The Cold War is back -- and it never went away: Bobby Fischer's tragedy and the conflict that ate America's soul

America's greatest chess player was completely nuts -- but the rest of us were infected by Cold War madness too

By Andrew O'Hehir

Executive Editor

Published September 16, 2015 10:58PM (EDT)

  (AP/J. Walter Green)
(AP/J. Walter Green)

I’m not sure whether the bizarre tale of Bobby Fischer tells us more about the nature of chess, the nature of the United States of America or the twisted dynamics of the Cold War. But it is indisputable that the greatest chess player our country has ever produced – and quite likely one of the two or three best in the history of the game – was the paranoid schizophrenic son of a Jewish Communist, who wound up embracing a far-right, anti-Semitic brand of evangelical Christianity. Whether chess made Bobby Fischer crazy or whether certain kinds of mental illness are especially attuned to the complexities of the game and the intense focus it demands is not an answerable question. Both things may well be true. But this much we know: The Cold War made Fischer crazy, along with the rest of us. And if we think the disorder vanished after 1991, we’re kidding ourselves.

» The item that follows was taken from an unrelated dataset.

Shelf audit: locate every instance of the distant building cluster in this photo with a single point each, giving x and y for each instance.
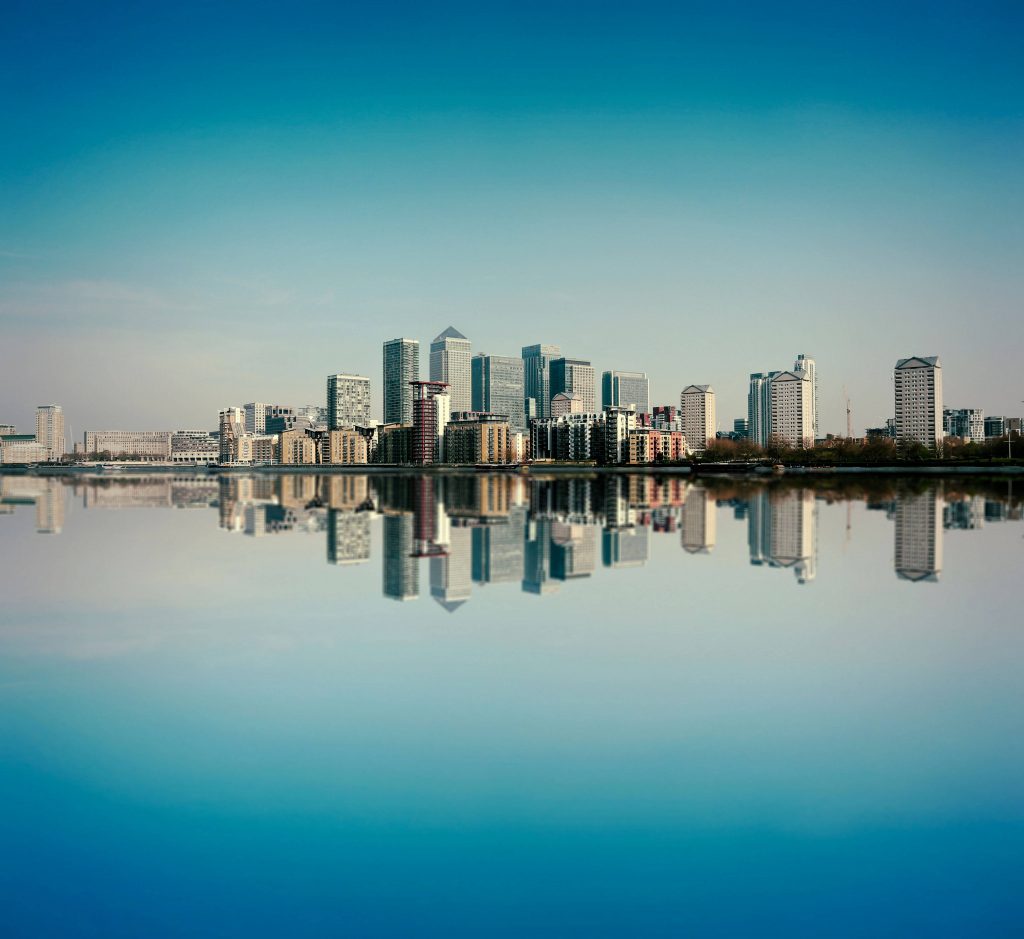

Fischer’s 1972 showdown with Soviet world champion Boris Spassky in Reykjavik was one of the strangest and most symbolic confrontations of the entire Cold War era, matched in jingoistic fervor only by the “Miracle on Ice” hockey game in Lake Placid eight years later. It turned a game that involved stone-faced men staring at a board for hours in silence, pursuing threads of reasoning and strategy that even those who understand the rules can barely follow, into front-page news and a centerpiece of TV broadcasting. Edward Zwick’s new film “Pawn Sacrifice” sticks admirably close to the facts of that peculiar historical moment, and features a showboat performance from Tobey Maguire as the increasingly disturbed Fischer, along with a more composed one from Liev Schreiber as the taciturn Spassky.

In its own quiet way (and arguably through its title), “Pawn Sacrifice” drops a few hints about the underlying madness and profound contradictions of the ideological confrontation that shaped America’s consciousness in a way we will likely never overcome. Simply confining ourselves to the fall of 2015, we can see many other manifestations of our circular obsession with the Cold War, even before we get to the supposed real world of global power politics. Steven Spielberg’s espionage thriller “Bridge of Spies,” based on the U-2 spy-plane incident of 1960, will be a centerpiece premiere of the New York Film Festival, before opening in mid-October. Peter Anthony’s documentary “The Man Who Saved the World” focuses on a little-known episode from 1983, when a Soviet military officer may singlehandedly have prevented a nuclear missile exchange that could have ended civilization. Netflix's new series "Narcos," about the rise of Pablo Escobar and the Medellín drug cartel, also dramatizes the U.S. government's obsession with communism in Latin America in the '80s. Stanley Nelson’s documentary “The Black Panthers” recounts the improbable tale of a small group of African-American activists who became identified as the domestic front of a worldwide Marxist revolution, and were relentlessly persecuted and crushed by the U.S. government.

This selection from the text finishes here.